Tempat-tempat bersejarah terkait dengan Kian Santang terdapat di Godog Garut, berupa makam; Gunung Nagara, bekas pertahanan; dan di Cilauteureun.
Menurut cerita rakyat yang turun-temurun, Prabu Kiansantang/Kian Santang pada abad ke-15 bertemu dengan Sayyidina Ali bin Abi Thalib dan mengejar ayahnya, Prabu Siliwangi, untuk memeluk agama Islam.
Hal ini terkait dengan cerita tentang Rakeyan Sancang, putra Raja Kertawarman dari Kerajaan Tarumanagara.
Dalam wangsit “Uga Siliwangi”, dikatakan bahwa keturunannya akan menjadi pengingat bagi saudara-saudaranya dan orang lain.

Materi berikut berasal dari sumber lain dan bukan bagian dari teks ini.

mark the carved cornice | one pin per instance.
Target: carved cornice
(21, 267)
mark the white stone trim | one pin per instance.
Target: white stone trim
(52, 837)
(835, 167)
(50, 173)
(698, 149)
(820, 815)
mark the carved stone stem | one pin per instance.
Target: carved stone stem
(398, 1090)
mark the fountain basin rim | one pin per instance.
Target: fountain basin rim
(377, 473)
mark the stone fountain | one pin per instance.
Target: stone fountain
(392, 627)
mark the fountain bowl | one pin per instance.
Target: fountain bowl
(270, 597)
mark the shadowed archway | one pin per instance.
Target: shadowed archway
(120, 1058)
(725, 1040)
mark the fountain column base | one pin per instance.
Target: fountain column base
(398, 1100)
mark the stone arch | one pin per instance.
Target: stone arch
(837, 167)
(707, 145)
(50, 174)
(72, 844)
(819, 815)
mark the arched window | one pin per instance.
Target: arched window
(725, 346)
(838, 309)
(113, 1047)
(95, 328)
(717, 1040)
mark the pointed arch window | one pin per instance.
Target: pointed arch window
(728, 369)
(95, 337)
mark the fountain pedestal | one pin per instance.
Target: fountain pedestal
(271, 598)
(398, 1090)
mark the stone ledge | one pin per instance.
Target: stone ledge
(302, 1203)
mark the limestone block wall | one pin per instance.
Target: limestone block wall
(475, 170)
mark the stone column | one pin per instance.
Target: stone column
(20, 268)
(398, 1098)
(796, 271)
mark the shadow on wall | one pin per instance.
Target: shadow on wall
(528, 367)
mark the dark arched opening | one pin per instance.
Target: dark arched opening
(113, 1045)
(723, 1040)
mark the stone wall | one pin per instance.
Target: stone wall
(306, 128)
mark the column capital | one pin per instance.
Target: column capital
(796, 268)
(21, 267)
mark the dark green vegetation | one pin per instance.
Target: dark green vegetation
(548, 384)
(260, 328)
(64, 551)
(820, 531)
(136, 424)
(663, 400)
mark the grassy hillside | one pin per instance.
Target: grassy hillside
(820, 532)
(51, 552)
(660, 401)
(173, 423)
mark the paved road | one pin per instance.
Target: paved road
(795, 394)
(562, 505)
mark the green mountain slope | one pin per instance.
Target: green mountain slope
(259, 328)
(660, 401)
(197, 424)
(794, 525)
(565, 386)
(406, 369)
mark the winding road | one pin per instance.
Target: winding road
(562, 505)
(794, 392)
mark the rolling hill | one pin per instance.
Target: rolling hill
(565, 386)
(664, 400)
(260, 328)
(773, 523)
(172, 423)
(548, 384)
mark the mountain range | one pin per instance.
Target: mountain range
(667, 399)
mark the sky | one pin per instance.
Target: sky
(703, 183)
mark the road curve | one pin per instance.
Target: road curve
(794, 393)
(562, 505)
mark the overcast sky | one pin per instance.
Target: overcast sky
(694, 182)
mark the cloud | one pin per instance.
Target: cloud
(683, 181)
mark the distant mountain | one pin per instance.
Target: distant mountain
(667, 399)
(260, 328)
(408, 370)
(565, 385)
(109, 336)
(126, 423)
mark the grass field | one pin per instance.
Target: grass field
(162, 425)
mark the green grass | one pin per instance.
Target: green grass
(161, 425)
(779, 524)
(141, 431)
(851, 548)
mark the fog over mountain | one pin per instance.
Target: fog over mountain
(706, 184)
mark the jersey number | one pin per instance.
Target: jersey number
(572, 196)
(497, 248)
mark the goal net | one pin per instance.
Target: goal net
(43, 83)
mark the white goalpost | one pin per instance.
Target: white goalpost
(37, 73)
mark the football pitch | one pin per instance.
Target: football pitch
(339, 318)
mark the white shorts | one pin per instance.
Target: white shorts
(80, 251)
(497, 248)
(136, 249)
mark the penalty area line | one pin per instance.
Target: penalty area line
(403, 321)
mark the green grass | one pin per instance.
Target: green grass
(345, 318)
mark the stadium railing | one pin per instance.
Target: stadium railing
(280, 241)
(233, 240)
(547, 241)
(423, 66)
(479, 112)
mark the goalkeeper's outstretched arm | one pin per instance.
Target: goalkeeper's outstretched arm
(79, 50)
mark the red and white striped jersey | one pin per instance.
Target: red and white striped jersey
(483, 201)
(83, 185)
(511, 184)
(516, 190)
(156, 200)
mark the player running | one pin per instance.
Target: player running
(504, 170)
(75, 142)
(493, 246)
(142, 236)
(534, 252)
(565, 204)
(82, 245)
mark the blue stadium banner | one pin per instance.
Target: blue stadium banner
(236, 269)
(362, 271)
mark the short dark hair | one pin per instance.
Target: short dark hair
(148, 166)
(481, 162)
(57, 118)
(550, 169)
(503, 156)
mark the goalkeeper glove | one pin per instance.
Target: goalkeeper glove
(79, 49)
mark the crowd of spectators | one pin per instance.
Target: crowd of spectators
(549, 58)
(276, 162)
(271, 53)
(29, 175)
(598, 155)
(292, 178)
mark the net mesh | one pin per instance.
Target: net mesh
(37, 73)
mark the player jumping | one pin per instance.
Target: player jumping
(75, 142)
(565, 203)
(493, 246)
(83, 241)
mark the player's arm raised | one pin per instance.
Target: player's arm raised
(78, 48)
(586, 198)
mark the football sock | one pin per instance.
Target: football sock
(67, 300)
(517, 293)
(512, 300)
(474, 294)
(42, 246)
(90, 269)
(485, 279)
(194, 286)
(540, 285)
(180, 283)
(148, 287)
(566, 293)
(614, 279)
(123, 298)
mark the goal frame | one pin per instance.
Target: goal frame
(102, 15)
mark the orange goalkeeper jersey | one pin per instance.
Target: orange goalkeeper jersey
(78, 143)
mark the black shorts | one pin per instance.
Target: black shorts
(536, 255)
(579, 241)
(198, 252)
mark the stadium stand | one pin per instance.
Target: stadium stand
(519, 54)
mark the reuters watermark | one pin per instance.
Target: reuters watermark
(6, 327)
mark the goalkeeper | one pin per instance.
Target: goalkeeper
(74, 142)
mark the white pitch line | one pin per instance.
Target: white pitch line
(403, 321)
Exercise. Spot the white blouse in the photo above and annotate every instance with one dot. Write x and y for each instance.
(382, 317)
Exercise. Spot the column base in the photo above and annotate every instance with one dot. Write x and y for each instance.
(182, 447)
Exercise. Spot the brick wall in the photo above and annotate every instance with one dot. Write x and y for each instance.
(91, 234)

Mereka diingatkan untuk memelihara hubungan baik dengan saudara-saudaranya dan orang lain yang memiliki hati yang baik.
Salah satu tanda kehadiran keturunannya adalah suara minta tolong yang terdengar dari Gunung Halimun tengah malam, yang menandakan bahwa keturunan mereka dipanggil untuk menikah di Lebak Cawéné.
Namun, peringatan diberikan agar tidak berlebihan, karena akan ada bahaya banjir di telaga.